Vanity sizing is a clothing company’s practice of mislabeling their merchandise based on size in order to appeal to the vanity of their customers. Their marketing surveys told them most women want to be smaller than they are. So they obliged them. A size 12 may be labeled as a 10 or an 8, an 8 as a 6. They rightly calculated that if a woman realizes she’s miraculously a smaller size in a certain clothing company’s clothes, she is more likely to go back for more fashion-centered ego massage. Of course, not every company does this- only those that desperately want to stay in business.
This is interesting on more than one level. For starters, experts are telling us that more than sixty percent of all Americans are overweight. This may be good news for McDonald’s, but it presents a challenge to clothing companies who create clothing for everyday people. I’m not talking about super-skinny models and anorexic actresses who appear on the front of women’s magazines next to captions like “Melt Away 10 Pounds in 2 Hours!” The rest of us need clothes too, and sixty-some-odd percent of us are holding a Big Mac in one hand and trying to pull our high school jeans on with the other. We let out a collective groan when the jeans don’t cover our thighs, much less our not-so-tiny heineys.
We’re embarrassed by the extra weight. We take to wearing long sweaters and jackets to cover our expanding selves. We invest in girdles, spandex body suits, and control-top pantyhose. We diet, we eat cheesecake, we buy cheap Thigh Master imitations at Ross, we get our daily dose of espresso, we invest in more diet books than our bookshelves can contain, and then we buy bigger clothes.
Whoever said corporate American CEO’s are selfish and unconcerned for us commoners was not aware of the practice of vanity sizing. There are those who create clothing that is not only attractive, but has our fragile self-esteems in mind. The caring corporate executives of certain fashion companies realize that we are gaining weight and need bigger clothes, but that actually purchasing larger sizes is damaging to our psyche. So, in consideration of our feelings, and possibly to boost sales, they began labeling their products differently.
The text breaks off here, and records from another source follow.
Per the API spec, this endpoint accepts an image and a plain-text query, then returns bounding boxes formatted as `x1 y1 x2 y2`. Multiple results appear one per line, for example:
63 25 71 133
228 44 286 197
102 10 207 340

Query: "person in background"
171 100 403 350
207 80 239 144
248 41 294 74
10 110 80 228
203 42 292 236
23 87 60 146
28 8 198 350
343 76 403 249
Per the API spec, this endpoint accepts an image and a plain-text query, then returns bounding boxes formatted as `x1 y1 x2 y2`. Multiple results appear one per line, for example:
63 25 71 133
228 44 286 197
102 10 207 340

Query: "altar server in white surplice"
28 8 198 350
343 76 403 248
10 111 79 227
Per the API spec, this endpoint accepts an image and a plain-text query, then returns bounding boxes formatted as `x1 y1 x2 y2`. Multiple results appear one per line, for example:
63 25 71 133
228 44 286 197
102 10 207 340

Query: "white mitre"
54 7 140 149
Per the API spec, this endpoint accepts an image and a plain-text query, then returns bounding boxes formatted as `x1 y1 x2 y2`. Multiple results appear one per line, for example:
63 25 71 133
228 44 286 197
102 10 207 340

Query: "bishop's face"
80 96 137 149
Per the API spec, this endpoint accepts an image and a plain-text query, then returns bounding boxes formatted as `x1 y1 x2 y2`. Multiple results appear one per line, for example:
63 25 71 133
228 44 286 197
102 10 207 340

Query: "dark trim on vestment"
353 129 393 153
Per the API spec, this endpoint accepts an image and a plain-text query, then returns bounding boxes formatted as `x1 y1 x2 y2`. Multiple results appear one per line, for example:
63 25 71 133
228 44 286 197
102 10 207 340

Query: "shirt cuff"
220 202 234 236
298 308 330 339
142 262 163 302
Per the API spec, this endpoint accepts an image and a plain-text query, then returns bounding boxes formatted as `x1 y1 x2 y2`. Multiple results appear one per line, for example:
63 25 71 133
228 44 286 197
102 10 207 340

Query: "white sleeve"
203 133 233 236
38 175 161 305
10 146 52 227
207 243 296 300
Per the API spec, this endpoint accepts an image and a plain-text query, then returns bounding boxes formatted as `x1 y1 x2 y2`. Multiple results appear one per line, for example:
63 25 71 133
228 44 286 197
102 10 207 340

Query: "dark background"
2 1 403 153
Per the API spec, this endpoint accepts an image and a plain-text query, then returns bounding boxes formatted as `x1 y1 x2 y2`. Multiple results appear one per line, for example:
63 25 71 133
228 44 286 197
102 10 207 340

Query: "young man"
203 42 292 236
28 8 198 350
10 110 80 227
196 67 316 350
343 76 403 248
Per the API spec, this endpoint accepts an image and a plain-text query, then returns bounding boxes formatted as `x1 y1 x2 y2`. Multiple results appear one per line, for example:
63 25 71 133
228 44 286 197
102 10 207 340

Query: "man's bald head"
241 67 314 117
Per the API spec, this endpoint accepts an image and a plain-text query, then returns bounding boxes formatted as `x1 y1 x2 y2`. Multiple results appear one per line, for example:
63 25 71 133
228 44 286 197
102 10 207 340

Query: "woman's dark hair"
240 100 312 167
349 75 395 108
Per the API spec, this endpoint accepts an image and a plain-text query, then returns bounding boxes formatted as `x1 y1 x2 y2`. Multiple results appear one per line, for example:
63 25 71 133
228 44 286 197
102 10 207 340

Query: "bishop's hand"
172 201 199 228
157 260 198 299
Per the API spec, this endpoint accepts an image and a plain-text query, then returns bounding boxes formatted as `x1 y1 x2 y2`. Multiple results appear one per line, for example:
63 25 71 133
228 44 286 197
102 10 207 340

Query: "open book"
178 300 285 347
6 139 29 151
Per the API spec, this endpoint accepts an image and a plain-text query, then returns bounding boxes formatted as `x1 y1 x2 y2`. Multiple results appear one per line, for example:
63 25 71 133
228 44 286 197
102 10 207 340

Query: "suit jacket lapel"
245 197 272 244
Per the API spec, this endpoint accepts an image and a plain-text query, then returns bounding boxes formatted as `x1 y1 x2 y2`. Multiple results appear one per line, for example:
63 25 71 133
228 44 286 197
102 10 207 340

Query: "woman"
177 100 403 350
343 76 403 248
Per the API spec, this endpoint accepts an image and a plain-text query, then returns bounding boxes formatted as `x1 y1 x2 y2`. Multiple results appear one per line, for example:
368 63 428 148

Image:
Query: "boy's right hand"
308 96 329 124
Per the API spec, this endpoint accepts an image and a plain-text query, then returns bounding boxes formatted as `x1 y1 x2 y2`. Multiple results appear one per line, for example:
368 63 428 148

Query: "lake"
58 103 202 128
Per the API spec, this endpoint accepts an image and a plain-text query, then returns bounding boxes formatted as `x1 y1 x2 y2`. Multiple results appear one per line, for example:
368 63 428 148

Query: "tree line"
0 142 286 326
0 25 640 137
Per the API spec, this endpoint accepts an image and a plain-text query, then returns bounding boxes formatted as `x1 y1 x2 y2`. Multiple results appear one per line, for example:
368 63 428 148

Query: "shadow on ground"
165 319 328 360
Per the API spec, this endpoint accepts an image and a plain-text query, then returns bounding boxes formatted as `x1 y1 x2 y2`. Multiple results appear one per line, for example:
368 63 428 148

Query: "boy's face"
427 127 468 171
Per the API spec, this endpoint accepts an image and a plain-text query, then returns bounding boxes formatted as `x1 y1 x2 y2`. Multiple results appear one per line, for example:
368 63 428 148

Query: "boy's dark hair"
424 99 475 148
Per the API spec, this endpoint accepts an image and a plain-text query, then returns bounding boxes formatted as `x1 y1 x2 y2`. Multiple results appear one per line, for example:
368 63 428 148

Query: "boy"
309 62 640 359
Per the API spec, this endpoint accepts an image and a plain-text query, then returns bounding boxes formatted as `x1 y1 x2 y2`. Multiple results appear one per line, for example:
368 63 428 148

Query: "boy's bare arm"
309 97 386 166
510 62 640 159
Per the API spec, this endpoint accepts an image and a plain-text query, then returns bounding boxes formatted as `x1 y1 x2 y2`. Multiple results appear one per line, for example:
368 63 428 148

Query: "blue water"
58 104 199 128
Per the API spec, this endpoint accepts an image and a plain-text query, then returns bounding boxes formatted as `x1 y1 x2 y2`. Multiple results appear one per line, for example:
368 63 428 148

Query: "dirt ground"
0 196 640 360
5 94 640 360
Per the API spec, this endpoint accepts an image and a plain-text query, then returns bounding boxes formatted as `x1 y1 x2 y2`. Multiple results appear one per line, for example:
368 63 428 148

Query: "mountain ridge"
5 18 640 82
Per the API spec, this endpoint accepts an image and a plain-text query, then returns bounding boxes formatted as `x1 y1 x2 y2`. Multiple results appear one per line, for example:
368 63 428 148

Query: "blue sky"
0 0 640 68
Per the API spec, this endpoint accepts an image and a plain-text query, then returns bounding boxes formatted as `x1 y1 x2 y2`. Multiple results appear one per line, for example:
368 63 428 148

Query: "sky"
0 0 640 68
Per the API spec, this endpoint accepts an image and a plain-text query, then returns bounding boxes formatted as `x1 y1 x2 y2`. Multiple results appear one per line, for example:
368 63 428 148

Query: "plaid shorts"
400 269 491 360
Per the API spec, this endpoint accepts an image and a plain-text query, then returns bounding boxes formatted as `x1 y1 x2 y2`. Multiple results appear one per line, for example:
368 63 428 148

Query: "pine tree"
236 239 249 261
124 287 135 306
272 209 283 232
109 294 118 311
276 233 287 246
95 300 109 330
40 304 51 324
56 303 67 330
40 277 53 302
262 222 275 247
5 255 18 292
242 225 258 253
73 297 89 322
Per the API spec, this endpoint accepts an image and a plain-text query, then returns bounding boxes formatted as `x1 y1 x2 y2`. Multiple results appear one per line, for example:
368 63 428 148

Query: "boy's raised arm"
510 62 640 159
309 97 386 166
I can say from personal experience what an exhilarating feeling it is to take a dress in my regular size into the fitting room and have to ask the sales girl for a smaller size. I can feel the envy of all the other women around me. I begin thinking that possibly my metabolism has finally got its act together, or switching to unsweetened soy milk really paid off.
This method of self-esteem boosting does present some problems. For example, not all companies participate in this misleading labeling scheme. So, if you’re unfamiliar with the brand you must try your regular size, plus a size smaller. On the positive side, you can tell your friends you’re a certain size and be completely validated in this false statement by the lie sewn into the seam of your clothes. However, as America’s waistlines grow, it may eventually be necessary to vanity size down by 3 sizes or more to ensure against a total loss of self-respect.
The reality is, of course, that many of us are submerging ourselves into a comfy, murky pool of denial. We may be allowing ourselves to be whisked down a greasy path of fast food convenience, where our schedules are so packed that exercise is a laughable proposition and popular culture tosses photos of stick-thin teenagers and the latest fad diets at us, while most of us want to simply squeeze our eyes shut and hope for the best. The best being that our friends and family ate a few more Big Macs than we did, and haven’t discovered vanity sizing.
~Reese, who definitely cannot fit her heiney into her high school jeans.